More than two years after an ocean rescue claimed the life of a Victorian father-of-three, Shaun Oliver has received a bravery award for his heroic actions in saving two boys at Wollongong City Beach.
Mr Oliver, an off-duty paramedic and a surfer were recognised at a Royal Humane Society awards ceremony on Friday.
Mr Oliver's wife Carla collected the posthumous gold medal.
The fateful events of September 10, 2017 are still "quite raw" for paramedic Andrew Brooker.
"It was great to be recognised amongst some truly brave and heroic people," the bronze meal recipient said.
"For me the ceremony was all about recognising Shaun and his selfless act.

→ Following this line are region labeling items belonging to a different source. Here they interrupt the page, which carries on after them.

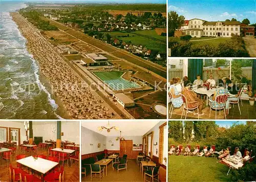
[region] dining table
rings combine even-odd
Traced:
[[[103,166],[106,169],[106,176],[108,175],[108,165],[113,161],[113,158],[103,159],[96,162],[95,164],[99,164],[100,166]],[[112,163],[113,167],[113,163]]]
[[[143,167],[156,167],[156,164],[153,161],[141,161],[140,162],[140,171],[141,172],[141,179],[143,178]]]
[[[207,90],[205,87],[200,87],[200,88],[195,88],[193,89],[193,90],[196,93],[198,94],[204,95],[206,95],[206,105],[208,104],[208,99],[211,96],[211,95],[214,95],[214,92],[216,90],[216,88],[211,88]]]
[[[59,163],[47,160],[42,158],[34,158],[33,156],[22,158],[16,162],[23,166],[26,166],[33,171],[36,171],[41,173],[41,180],[44,181],[45,174],[51,169],[55,167]]]

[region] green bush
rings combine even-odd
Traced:
[[[192,38],[192,36],[189,35],[186,35],[184,36],[182,36],[180,37],[180,39],[181,40],[189,40]]]

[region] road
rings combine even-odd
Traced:
[[[256,57],[256,38],[254,37],[244,37],[244,42],[245,43],[245,48],[247,50],[250,57]]]
[[[129,53],[126,51],[119,49],[113,46],[102,42],[98,40],[87,36],[82,33],[71,29],[69,27],[51,19],[44,17],[41,17],[41,18],[45,20],[49,21],[50,24],[55,26],[59,29],[65,31],[65,32],[77,37],[80,40],[95,46],[104,51],[111,53],[112,54],[120,58],[124,59],[138,66],[144,67],[146,69],[149,69],[151,71],[161,76],[165,79],[166,78],[167,73],[166,67],[163,67],[158,64],[154,63],[150,61],[143,59],[131,53]]]

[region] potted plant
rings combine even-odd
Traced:
[[[250,105],[253,106],[254,104],[254,97],[256,94],[253,93],[251,85],[248,85],[247,86],[247,94],[249,96],[249,102],[250,103]]]

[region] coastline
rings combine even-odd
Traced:
[[[84,83],[68,67],[52,46],[46,42],[37,29],[19,13],[10,13],[10,15],[27,39],[27,49],[39,67],[40,82],[50,94],[51,99],[58,106],[56,115],[65,119],[106,119],[119,117],[99,96],[93,94],[89,85],[82,87]],[[57,74],[54,74],[56,70]],[[78,86],[75,90],[72,89],[74,85]]]

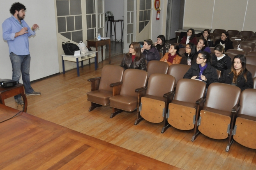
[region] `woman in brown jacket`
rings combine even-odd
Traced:
[[[179,64],[182,57],[178,55],[178,52],[180,48],[176,44],[172,44],[166,52],[160,61],[166,62],[171,66],[173,64]]]

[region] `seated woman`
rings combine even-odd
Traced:
[[[207,45],[207,41],[203,38],[199,39],[198,41],[196,50],[198,53],[201,51],[206,51],[211,54],[211,50]]]
[[[163,35],[159,36],[157,37],[157,41],[154,44],[157,51],[159,53],[161,52],[163,56],[168,52],[169,48],[170,48],[170,44],[166,41],[165,37]]]
[[[214,46],[216,47],[217,44],[220,44],[224,47],[224,52],[228,50],[233,49],[233,42],[229,39],[229,34],[226,32],[222,32],[221,38],[216,40]]]
[[[145,57],[147,63],[151,60],[160,60],[159,52],[154,46],[152,40],[150,39],[144,41],[143,47],[141,50],[142,54]]]
[[[247,88],[253,88],[251,73],[246,68],[246,58],[239,54],[235,56],[231,69],[224,71],[218,82],[237,86],[242,91]]]
[[[124,57],[120,66],[125,70],[135,68],[146,71],[147,61],[145,57],[141,52],[141,45],[136,42],[132,42],[129,45],[129,52]]]
[[[194,44],[189,43],[185,48],[186,52],[184,54],[185,57],[183,57],[180,61],[180,64],[189,66],[193,65],[196,62],[196,57],[198,53],[196,50]]]
[[[179,46],[176,44],[171,45],[168,52],[165,53],[160,61],[167,63],[169,66],[173,64],[179,64],[182,59],[178,53],[179,49]]]
[[[231,59],[224,54],[224,47],[220,44],[217,44],[214,48],[214,52],[212,59],[212,66],[221,71],[222,75],[224,70],[231,68]]]
[[[190,28],[187,30],[187,35],[183,36],[180,43],[187,44],[189,43],[194,43],[195,45],[197,45],[197,41],[195,37],[195,31],[192,28]]]
[[[199,79],[204,81],[207,86],[217,82],[216,70],[211,66],[211,55],[208,52],[202,51],[198,54],[196,63],[191,66],[186,73],[184,79]]]
[[[207,41],[207,45],[209,47],[213,47],[213,41],[211,39],[210,30],[205,29],[203,32],[203,36]]]

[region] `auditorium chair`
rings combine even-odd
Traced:
[[[169,65],[165,62],[157,60],[150,61],[148,63],[147,72],[149,77],[152,74],[161,73],[167,74]]]
[[[109,104],[109,97],[113,93],[113,88],[109,85],[121,82],[123,72],[123,68],[120,66],[106,65],[102,68],[101,77],[88,79],[91,82],[91,91],[87,92],[87,100],[91,102],[89,111]]]
[[[256,66],[256,56],[246,55],[246,64]]]
[[[213,30],[214,33],[218,33],[220,35],[221,35],[221,34],[223,32],[225,32],[226,30],[225,29],[215,29]]]
[[[240,93],[241,89],[236,86],[212,83],[208,88],[204,106],[200,112],[198,122],[199,131],[214,139],[224,139],[229,136],[226,152],[233,141],[232,129],[240,107]]]
[[[241,42],[241,43],[242,43],[242,42]],[[240,45],[240,49],[242,50],[243,51],[245,52],[245,55],[247,55],[248,52],[251,51],[251,47],[249,47],[249,46],[247,45]],[[234,48],[234,49],[237,50],[238,49],[238,45],[235,45],[235,48]]]
[[[241,51],[240,50],[238,50],[237,49],[229,49],[226,52],[229,52],[230,53],[235,54],[237,55],[238,54],[242,54],[245,55],[245,52],[244,51]]]
[[[255,51],[251,51],[251,52],[248,52],[248,55],[252,55],[254,56],[256,56],[256,52]]]
[[[214,39],[215,37],[216,36],[219,36],[219,33],[214,33],[214,32],[211,32],[211,33],[210,33],[210,35],[211,36],[213,36],[213,38],[211,38],[211,39]]]
[[[146,95],[141,97],[138,112],[137,119],[134,123],[137,125],[141,118],[152,123],[164,121],[167,125],[166,117],[168,104],[173,98],[175,78],[170,75],[153,74],[148,83]]]
[[[256,46],[256,43],[254,42],[250,41],[242,41],[240,43],[241,45],[248,46],[251,47],[252,50],[253,50]]]
[[[241,94],[240,109],[232,131],[237,143],[256,149],[256,89],[247,89]]]
[[[248,36],[247,35],[236,35],[235,36],[235,38],[238,38],[239,39],[243,39],[244,41],[245,41],[248,38]]]
[[[193,140],[198,131],[195,128],[198,118],[196,115],[203,107],[206,88],[205,84],[203,82],[181,79],[177,83],[174,98],[169,104],[166,116],[168,123],[180,130],[194,129]],[[163,132],[168,125],[163,127]]]
[[[231,53],[231,52],[225,52],[225,54],[228,55],[228,57],[230,57],[230,58],[231,59],[231,61],[233,61],[233,59],[235,57],[235,56],[238,55],[236,54],[233,54],[233,53]]]
[[[239,37],[232,37],[232,38],[231,38],[230,39],[230,40],[231,40],[231,41],[232,41],[233,42],[234,42],[235,41],[238,41],[238,45],[240,44],[240,43],[242,41],[244,41],[244,39],[242,38],[239,38]],[[235,46],[233,46],[233,47],[235,47]]]
[[[239,33],[239,35],[247,36],[249,38],[254,35],[254,32],[251,31],[242,31]]]
[[[123,110],[132,111],[138,108],[141,97],[145,95],[148,73],[138,69],[127,69],[123,76],[122,82],[110,84],[114,88],[113,96],[109,98],[113,112],[110,118]],[[138,109],[137,110],[137,113]]]
[[[229,35],[232,34],[234,36],[239,35],[239,33],[240,32],[239,31],[237,30],[229,30],[227,31],[227,32],[228,33]]]
[[[253,78],[256,77],[256,66],[247,64],[246,68],[251,72]]]
[[[177,82],[180,79],[183,78],[184,75],[190,67],[190,66],[185,64],[172,64],[169,67],[167,74],[175,77]]]
[[[249,42],[253,42],[256,43],[256,39],[252,39],[251,38],[250,39],[247,39],[245,41],[249,41]]]

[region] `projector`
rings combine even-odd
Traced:
[[[0,85],[4,87],[16,86],[17,82],[9,79],[0,79]]]

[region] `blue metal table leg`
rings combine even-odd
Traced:
[[[62,69],[63,71],[63,74],[65,74],[65,65],[64,64],[64,60],[63,60],[63,56],[62,56]]]
[[[77,77],[79,77],[79,65],[78,62],[78,58],[76,58],[76,68],[77,69]]]

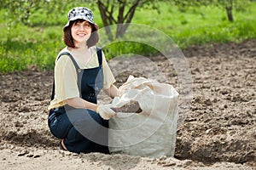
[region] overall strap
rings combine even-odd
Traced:
[[[97,52],[97,57],[98,57],[98,61],[99,61],[99,66],[102,68],[102,49],[100,48],[96,47],[96,52]],[[63,52],[63,53],[60,54],[60,55],[57,57],[56,60],[58,60],[61,58],[61,56],[62,56],[62,55],[68,55],[70,57],[70,59],[73,61],[77,71],[79,71],[79,69],[80,69],[79,66],[78,65],[77,62],[75,61],[75,60],[72,56],[72,54],[68,52]],[[54,98],[55,98],[55,79],[54,79],[50,100],[53,100]]]
[[[75,60],[73,59],[73,57],[72,56],[72,54],[68,52],[63,52],[63,53],[61,53],[60,55],[57,57],[57,60],[58,60],[62,55],[67,55],[70,57],[72,62],[73,63],[75,68],[76,68],[76,71],[78,71],[79,69],[79,66],[78,65],[77,62],[75,61]],[[52,86],[52,92],[51,92],[51,97],[50,97],[50,100],[53,100],[54,98],[55,98],[55,79],[53,81],[53,86]]]

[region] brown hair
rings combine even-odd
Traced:
[[[71,20],[69,21],[69,25],[67,26],[65,26],[63,28],[63,41],[64,43],[67,46],[67,47],[71,47],[75,48],[75,45],[73,43],[73,39],[71,34],[71,27],[73,24],[76,24],[78,22],[81,22],[84,21],[84,20],[82,19],[79,19],[76,20]],[[90,22],[89,22],[90,23]],[[87,40],[87,46],[88,48],[95,46],[98,42],[99,42],[99,34],[98,34],[98,26],[96,25],[93,25],[91,23],[90,23],[90,26],[91,26],[91,34],[90,38]]]

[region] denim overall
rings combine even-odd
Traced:
[[[102,50],[97,48],[99,66],[80,69],[73,57],[68,55],[77,71],[80,97],[89,102],[97,103],[97,94],[103,88]],[[58,59],[59,59],[58,58]],[[49,110],[48,125],[51,133],[63,139],[69,151],[75,153],[102,152],[108,154],[108,121],[96,112],[87,109],[77,109],[67,105]]]

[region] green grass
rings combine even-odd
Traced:
[[[183,49],[191,45],[230,41],[238,42],[247,39],[255,39],[256,10],[253,10],[254,8],[256,8],[256,3],[252,3],[246,11],[234,11],[235,22],[230,23],[226,19],[225,11],[218,8],[189,8],[186,13],[182,13],[177,7],[160,4],[160,14],[154,10],[150,12],[147,11],[148,9],[138,10],[135,14],[132,23],[143,24],[159,30]],[[6,24],[9,23],[9,20],[4,13],[3,9],[0,10],[1,73],[24,71],[30,65],[36,65],[41,71],[53,69],[55,58],[64,47],[61,42],[62,26],[67,22],[67,14],[47,15],[38,11],[32,15],[31,26],[17,23],[8,31]],[[96,8],[94,14],[95,21],[102,27]],[[154,55],[159,53],[150,45],[139,42],[144,42],[147,38],[148,42],[161,41],[154,36],[148,37],[147,35],[150,33],[150,30],[128,30],[125,38],[136,37],[137,42],[115,42],[108,44],[104,48],[106,57],[111,59],[117,55],[132,53]],[[104,32],[102,34],[104,36]]]

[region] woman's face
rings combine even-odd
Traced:
[[[71,27],[71,35],[75,45],[85,43],[91,34],[91,26],[86,20],[75,22]]]

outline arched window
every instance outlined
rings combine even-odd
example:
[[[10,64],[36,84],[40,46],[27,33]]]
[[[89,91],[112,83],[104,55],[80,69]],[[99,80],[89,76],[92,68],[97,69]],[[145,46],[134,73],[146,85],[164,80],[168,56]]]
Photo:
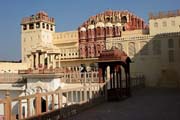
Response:
[[[122,23],[127,23],[127,17],[126,16],[121,17],[121,22]]]
[[[121,43],[118,43],[118,44],[116,45],[116,47],[117,47],[120,51],[123,51],[123,46],[122,46]]]
[[[168,48],[174,48],[174,40],[168,39]]]
[[[136,53],[136,48],[135,48],[135,43],[134,42],[130,42],[128,44],[128,52],[129,52],[129,56],[134,56]]]
[[[141,55],[148,55],[148,44],[146,41],[140,42],[140,49]]]

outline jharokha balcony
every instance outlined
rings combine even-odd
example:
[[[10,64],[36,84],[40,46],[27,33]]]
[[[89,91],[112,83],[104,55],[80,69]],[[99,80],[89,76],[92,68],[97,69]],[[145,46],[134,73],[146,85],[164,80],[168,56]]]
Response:
[[[64,73],[64,69],[60,68],[40,68],[40,69],[27,69],[27,70],[19,70],[19,74],[59,74],[59,73]]]

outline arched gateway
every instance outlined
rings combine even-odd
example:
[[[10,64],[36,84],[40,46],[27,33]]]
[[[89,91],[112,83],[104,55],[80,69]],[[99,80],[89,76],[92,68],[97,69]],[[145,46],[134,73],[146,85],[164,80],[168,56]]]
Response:
[[[130,90],[130,58],[125,52],[112,48],[103,51],[98,60],[99,66],[99,82],[105,82],[109,73],[109,88],[107,89],[107,100],[120,100],[131,96]],[[109,67],[109,69],[107,69]],[[124,70],[123,70],[123,69]],[[122,71],[124,71],[124,80],[122,79]]]

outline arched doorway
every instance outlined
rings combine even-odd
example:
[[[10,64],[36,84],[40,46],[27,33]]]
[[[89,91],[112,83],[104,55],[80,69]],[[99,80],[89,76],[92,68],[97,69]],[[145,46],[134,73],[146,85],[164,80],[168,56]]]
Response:
[[[125,52],[112,48],[103,51],[98,60],[99,82],[106,82],[105,78],[109,73],[109,85],[106,86],[107,100],[121,100],[131,96],[130,91],[130,58]],[[108,69],[109,71],[107,71]],[[125,80],[122,80],[124,71]]]
[[[36,87],[35,91],[38,93],[42,93],[43,89],[41,87]],[[33,107],[36,109],[36,98],[33,100]],[[46,99],[41,97],[41,113],[46,112]]]

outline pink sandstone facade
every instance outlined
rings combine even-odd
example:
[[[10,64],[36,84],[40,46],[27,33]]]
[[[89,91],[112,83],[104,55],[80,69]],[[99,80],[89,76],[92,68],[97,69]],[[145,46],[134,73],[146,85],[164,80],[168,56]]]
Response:
[[[145,29],[143,19],[129,11],[108,10],[91,16],[79,28],[80,58],[98,57],[109,37],[121,37],[121,31]]]

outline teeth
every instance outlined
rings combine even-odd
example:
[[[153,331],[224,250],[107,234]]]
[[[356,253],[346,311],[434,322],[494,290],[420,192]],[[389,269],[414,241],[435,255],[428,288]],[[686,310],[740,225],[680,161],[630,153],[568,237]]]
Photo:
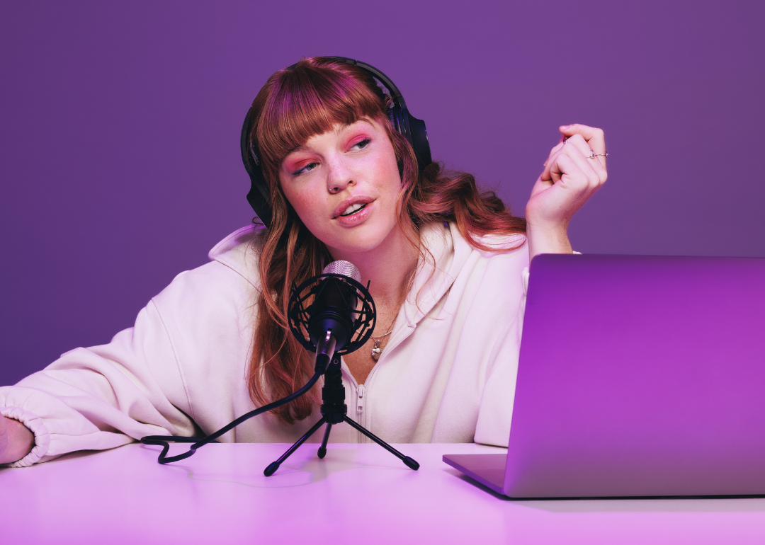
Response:
[[[362,204],[361,203],[356,203],[356,204],[352,204],[350,206],[348,206],[348,208],[345,209],[345,212],[340,214],[340,216],[350,216],[350,214],[353,214],[354,212],[358,212],[366,206],[366,204]]]

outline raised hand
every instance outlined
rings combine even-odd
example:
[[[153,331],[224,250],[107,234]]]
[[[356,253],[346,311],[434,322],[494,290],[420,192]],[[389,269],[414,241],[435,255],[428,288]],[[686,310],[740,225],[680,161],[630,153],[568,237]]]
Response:
[[[564,125],[559,130],[561,141],[550,151],[526,204],[532,258],[571,251],[566,234],[568,222],[607,177],[602,130],[584,125]]]

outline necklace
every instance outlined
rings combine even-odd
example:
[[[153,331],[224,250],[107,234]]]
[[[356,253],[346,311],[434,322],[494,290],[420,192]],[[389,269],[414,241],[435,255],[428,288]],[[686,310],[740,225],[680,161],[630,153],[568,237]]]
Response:
[[[372,339],[375,342],[375,345],[372,349],[372,359],[375,360],[376,362],[380,358],[380,354],[382,352],[382,349],[380,348],[380,342],[382,342],[382,339],[385,337],[390,335],[391,333],[393,331],[393,322],[395,321],[396,321],[396,315],[393,316],[393,320],[391,320],[390,325],[388,326],[389,329],[387,333],[381,335],[379,337],[376,337],[373,336],[372,337]]]

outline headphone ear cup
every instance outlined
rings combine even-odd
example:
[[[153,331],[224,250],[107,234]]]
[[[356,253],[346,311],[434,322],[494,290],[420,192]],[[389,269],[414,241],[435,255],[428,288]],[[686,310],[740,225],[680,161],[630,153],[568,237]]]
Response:
[[[422,172],[425,167],[433,162],[425,122],[409,114],[409,141],[412,143],[412,147],[415,148],[417,165],[419,167],[420,172]]]
[[[266,227],[271,227],[271,219],[273,216],[271,207],[271,199],[267,194],[268,185],[263,177],[263,171],[260,167],[249,164],[247,172],[249,174],[249,179],[252,185],[249,193],[247,193],[247,202],[255,210],[258,218]]]

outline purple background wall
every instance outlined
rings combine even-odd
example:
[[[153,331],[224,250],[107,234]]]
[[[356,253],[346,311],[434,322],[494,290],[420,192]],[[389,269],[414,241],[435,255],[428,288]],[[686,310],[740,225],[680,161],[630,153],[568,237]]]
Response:
[[[762,3],[76,4],[0,6],[0,384],[108,342],[251,220],[242,122],[302,56],[382,70],[521,214],[557,126],[604,128],[581,251],[765,257]]]

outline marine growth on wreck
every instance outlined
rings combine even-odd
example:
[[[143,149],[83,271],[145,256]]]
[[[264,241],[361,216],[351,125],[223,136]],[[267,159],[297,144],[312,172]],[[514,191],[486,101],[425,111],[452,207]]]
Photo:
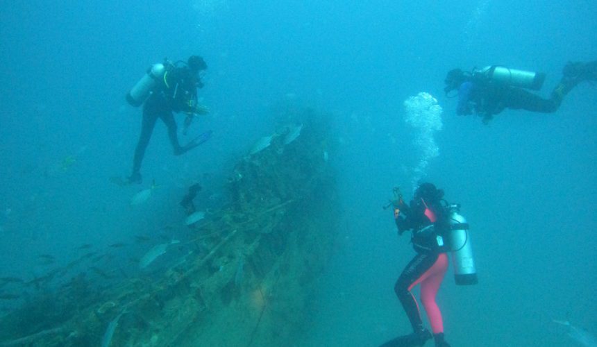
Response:
[[[40,286],[1,319],[0,346],[262,346],[296,340],[308,323],[314,280],[337,233],[329,128],[313,111],[285,110],[275,133],[255,139],[229,173],[226,203],[189,214],[186,239],[155,244],[138,272],[126,278],[90,268],[103,285],[81,273],[58,288]],[[171,248],[183,251],[146,271]]]

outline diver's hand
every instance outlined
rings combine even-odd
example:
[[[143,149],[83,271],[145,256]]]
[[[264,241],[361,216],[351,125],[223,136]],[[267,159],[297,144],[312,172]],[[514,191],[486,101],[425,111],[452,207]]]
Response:
[[[197,105],[193,108],[193,113],[196,115],[207,115],[210,112],[210,109],[205,105]]]

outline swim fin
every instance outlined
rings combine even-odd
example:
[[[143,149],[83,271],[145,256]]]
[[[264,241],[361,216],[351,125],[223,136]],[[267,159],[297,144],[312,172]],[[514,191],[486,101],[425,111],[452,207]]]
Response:
[[[431,339],[431,333],[429,330],[425,329],[421,332],[413,332],[412,334],[404,336],[399,336],[396,339],[392,339],[385,344],[380,346],[380,347],[414,347],[421,346],[425,344],[427,340]]]

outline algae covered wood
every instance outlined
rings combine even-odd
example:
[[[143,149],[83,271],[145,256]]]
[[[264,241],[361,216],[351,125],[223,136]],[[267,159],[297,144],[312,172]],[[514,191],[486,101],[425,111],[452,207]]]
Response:
[[[141,264],[151,260],[152,271],[139,270],[137,262],[138,273],[110,286],[83,277],[79,284],[46,291],[36,302],[56,314],[34,314],[31,306],[15,310],[0,319],[0,346],[100,346],[103,339],[124,346],[297,341],[308,326],[315,280],[339,224],[334,173],[325,160],[334,149],[321,115],[293,109],[278,121],[276,133],[286,135],[250,149],[254,153],[239,158],[224,178],[227,202],[190,223],[179,244],[160,244],[167,251],[146,254]],[[175,257],[177,247],[183,251]],[[19,319],[37,325],[25,326]]]

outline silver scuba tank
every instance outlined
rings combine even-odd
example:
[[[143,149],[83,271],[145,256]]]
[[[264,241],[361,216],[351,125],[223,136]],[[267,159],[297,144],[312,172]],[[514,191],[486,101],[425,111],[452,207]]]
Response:
[[[166,67],[163,64],[154,64],[151,69],[139,80],[130,92],[126,94],[126,101],[131,105],[140,106],[147,96],[149,92],[155,86],[158,80],[164,76]]]
[[[464,217],[453,210],[450,215],[450,246],[456,285],[476,285],[477,271],[473,257],[473,245],[469,232],[469,223]]]
[[[542,72],[515,70],[498,65],[485,67],[475,73],[481,74],[491,81],[501,84],[534,90],[541,89],[546,76]]]

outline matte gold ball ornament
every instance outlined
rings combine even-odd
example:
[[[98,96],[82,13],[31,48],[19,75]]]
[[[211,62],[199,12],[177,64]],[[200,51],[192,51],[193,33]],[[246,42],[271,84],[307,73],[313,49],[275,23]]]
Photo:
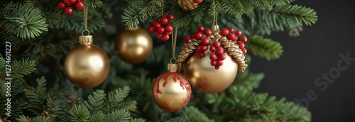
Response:
[[[155,104],[170,112],[184,108],[191,96],[190,83],[182,74],[176,72],[178,68],[177,64],[168,64],[168,72],[158,76],[152,87]]]
[[[212,30],[200,27],[195,35],[185,37],[178,63],[196,90],[205,93],[221,92],[233,83],[238,69],[243,72],[248,66],[242,51],[244,45],[237,44],[241,41],[232,32],[233,28],[220,31],[215,25]]]
[[[151,55],[153,42],[143,28],[126,28],[116,33],[114,47],[122,60],[135,64],[144,61]]]
[[[80,36],[80,44],[67,54],[65,73],[75,86],[92,88],[102,83],[110,69],[106,52],[92,44],[92,36]]]

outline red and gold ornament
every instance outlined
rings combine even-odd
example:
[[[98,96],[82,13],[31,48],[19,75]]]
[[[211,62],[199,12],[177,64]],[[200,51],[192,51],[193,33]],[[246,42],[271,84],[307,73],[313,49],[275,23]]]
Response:
[[[184,108],[190,101],[191,87],[186,78],[178,73],[178,65],[168,64],[168,73],[158,76],[152,87],[153,98],[160,109],[175,112]]]
[[[237,30],[236,35],[233,31],[232,28],[219,31],[218,25],[212,26],[212,30],[200,26],[195,35],[185,38],[178,63],[183,66],[186,78],[197,90],[221,92],[233,83],[238,69],[244,71],[247,67],[244,56],[246,49],[242,41],[246,37],[237,41],[237,35],[241,37],[241,32]],[[200,39],[201,32],[203,33]]]

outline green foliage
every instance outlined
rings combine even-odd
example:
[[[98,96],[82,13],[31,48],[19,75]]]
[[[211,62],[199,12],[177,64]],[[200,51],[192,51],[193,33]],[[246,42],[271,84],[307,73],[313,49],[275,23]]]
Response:
[[[90,117],[90,111],[84,105],[75,106],[69,111],[69,114],[72,122],[89,121]]]
[[[149,16],[153,16],[155,4],[158,2],[159,1],[131,1],[124,11],[122,22],[129,28],[137,27],[139,21],[145,22]]]
[[[11,32],[23,39],[35,38],[48,25],[40,10],[25,4],[9,2],[0,8],[0,20],[7,32]]]
[[[264,78],[264,73],[250,73],[248,70],[244,71],[244,72],[238,72],[234,81],[233,83],[236,83],[236,85],[242,86],[248,90],[253,90],[253,88],[257,88],[259,87],[260,82]]]
[[[277,59],[281,56],[283,52],[283,46],[271,39],[263,38],[260,35],[253,35],[248,38],[248,50],[253,54],[263,57],[270,61]]]

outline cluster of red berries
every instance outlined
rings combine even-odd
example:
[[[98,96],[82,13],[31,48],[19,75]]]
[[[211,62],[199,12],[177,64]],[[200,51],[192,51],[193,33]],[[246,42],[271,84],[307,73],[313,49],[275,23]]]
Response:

Without his actions I have no doubt it would have been me not making it home that day.
"Also I have to mention Thomas (surfer) for being there to finish what Shaun and I had started.
"I had the privilege of inviting Shaun's mother and sister to the ceremony and that was reward enough for me, that they were able to see him awarded in such a way."
A family with four sons was walking along the beach, which was closed due to treacherous conditions, before the boys entered the water and got into trouble.
The father got the two youngest boys out of the water but the two older boys, aged 10 and 12, were pulled out to sea by a rip.
Mr Oliver, a 32-year-old Melbourne resident who was working in the area, did not hesitate to help the two boys.
Mr Brooker left his wife and young child on the sand and also responded to the calls for help.
He swam out for 15 to 20 metres to the 10-year-old boy and brought him into shore before re-entering the water.
By this time Mr Oliver and the 12-year-old had been swept about 50 to 60 metres out.
Mr Brooker caught up with them, grabbed the boy and tried to make his way back to the beach but they were pulled under by the waves and became separated several times.
After he had gained about 20 metres Mr Oliver came to assist.
Mr Brooker handed the boy over to him and started to make his way back to the shore as he was exhausted.
Mr Oliver and the boy then became separated.
A third rescuer, Thomas Parkinson, came to the aid when he paddled his surfboard out into the swell.
He located the boy, put him on his board and got him back to shore.
Mr Parkinson then returned into the breakers to look for Mr Oliver but could not find him.
Three police officers pulled Mr Oliver from the water where paramedics tried in vain to revive him.
The Royal Humane Society has recognised Mr Oliver for displaying "great courage in unhesitatingly trying to save the lives of the two boys until he was overcome by the conditions".